The sun came out and our flowers shined; folks learned about native medicinal plants from healer Enrique Villasenor (co–author of “Healing with Medicinal Plants of the West”); enjoyed seeing books available from our local brick and mortar bookstore, The Book Jewel, a personal passion project of Karen Dial, President of the Drollinger Charitable Family Foundation; and were able to meet the donor of the Swimmer Medicinal Garden, Mike Swimmer and family.
We were also joined by the artist who created the Tongva Monument, honoring his Gabrielino Tongva people and all of humanity, Robert Dorame and his wife Jan. Robert also brought a beautiful Coast Live Oak tree to be planted in the Park, as a gift!
LMU and UCLA students, trained about the Park and its assets, participated as Docents along with staff of Friends of Ballona Wetlands and LMU CURes, who are responsible for maintaining the plants and other features of the Park. We are so grateful for all these participants making our first time on the Theodore Payne garden tour, celebrating their 20th year offering these unique experiences, a huge success!
The theme was the healing power of plants and people, both Enrique and Robert shared their expertise on the uses of native plants by local indigenous Indian tribes (Gabrielino/Tongva, Chumash, and Cahuilla), and Mike Swimmer shared how his brother, the late Dr. David Swimmer, a Western Medicine trained physician who opened a clinic for the poor in Santa Barbara, began using medicinal plants, historically utilized by the Chumash in the Santa Barbara area, to treat his patients. Sean Moor, Manager of The Book Jewel, provided the literary touch, sharing books and items available for sale in this one–of–a–kind bookstore in Westchester.

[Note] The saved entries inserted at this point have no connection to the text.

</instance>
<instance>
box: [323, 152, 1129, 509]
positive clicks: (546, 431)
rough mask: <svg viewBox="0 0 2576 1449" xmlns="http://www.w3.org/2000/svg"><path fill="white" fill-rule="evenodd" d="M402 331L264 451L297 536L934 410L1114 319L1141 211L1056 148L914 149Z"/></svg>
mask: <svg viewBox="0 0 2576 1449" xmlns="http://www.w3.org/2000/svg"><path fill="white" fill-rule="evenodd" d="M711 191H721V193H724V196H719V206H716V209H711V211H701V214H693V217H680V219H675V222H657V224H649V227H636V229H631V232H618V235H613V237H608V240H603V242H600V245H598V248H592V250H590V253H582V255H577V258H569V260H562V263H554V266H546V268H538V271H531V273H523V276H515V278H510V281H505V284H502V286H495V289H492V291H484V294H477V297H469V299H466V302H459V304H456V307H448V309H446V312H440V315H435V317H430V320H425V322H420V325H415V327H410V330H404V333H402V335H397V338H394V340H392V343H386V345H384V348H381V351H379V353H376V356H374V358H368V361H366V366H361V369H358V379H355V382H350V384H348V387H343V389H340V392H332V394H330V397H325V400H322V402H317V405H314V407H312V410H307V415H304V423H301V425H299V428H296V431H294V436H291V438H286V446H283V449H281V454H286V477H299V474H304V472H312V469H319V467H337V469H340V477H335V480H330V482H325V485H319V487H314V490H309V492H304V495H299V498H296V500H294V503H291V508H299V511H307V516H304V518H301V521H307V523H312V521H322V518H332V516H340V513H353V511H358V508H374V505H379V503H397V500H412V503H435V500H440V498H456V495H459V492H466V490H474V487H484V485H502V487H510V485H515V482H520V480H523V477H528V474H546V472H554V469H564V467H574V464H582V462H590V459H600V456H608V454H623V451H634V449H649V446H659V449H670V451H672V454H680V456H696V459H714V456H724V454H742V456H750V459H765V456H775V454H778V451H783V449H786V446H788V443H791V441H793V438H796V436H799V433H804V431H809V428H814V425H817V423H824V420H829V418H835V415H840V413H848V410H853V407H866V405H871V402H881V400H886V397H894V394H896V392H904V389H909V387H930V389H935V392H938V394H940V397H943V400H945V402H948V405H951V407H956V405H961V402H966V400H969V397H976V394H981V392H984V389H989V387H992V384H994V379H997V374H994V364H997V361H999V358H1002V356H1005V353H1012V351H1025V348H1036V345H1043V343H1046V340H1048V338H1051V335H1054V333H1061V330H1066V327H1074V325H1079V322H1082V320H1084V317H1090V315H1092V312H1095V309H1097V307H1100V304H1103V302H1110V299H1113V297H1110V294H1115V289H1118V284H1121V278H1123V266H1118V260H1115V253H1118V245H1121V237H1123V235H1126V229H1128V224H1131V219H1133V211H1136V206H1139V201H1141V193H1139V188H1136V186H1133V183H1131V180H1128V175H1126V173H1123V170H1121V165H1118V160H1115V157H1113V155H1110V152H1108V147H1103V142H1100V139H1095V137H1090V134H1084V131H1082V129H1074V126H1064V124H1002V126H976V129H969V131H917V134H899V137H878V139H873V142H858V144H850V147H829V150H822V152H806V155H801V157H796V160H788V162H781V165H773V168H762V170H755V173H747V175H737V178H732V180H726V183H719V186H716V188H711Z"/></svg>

The Park has been open to the public for 12 years, and the partnership between LMU, Playa Vista, and the non–profit, Friends of Ballona Wetlands, that sued the developer to save as much of the Ballona Wetlands as possible, was celebrated by all who walked through the 2 acre Park.
This unique partnership demonstrates the ability of organizations to work through their differences and find commonality in showcasing the history of the Ballona Wetlands and Watershed, and the plants that define them. Friends of Ballona Wetlands, and LMU professors organized by the Center, lead students of all ages through the Park, offering internships and work study opportunities as part of their education programs and research projects, as well as guiding local and international visitors every year to Experience Ballona!” The Park’s tag line is: “Neighborhood Wellness Begins Here”, and the partners live up to that saying by taking care of this unique treasure in the community of Playa Vista below the LMU Bluff.
Eric Strauss, Executive Director of the Park, said, “The opportunity for us to represent the Theodore Payne Foundation is a wonderful moment for our Center, the University and our extraordinary partners in this venture. With the unflagging efforts of a team led by Lisa Fimiani, our students, LMU marketing and communications, plus our donors and indigenous leaders such as Robert Dorame, we were able to demonstrate the very best of our garden and the University. I couldn’t be more proud of the effort.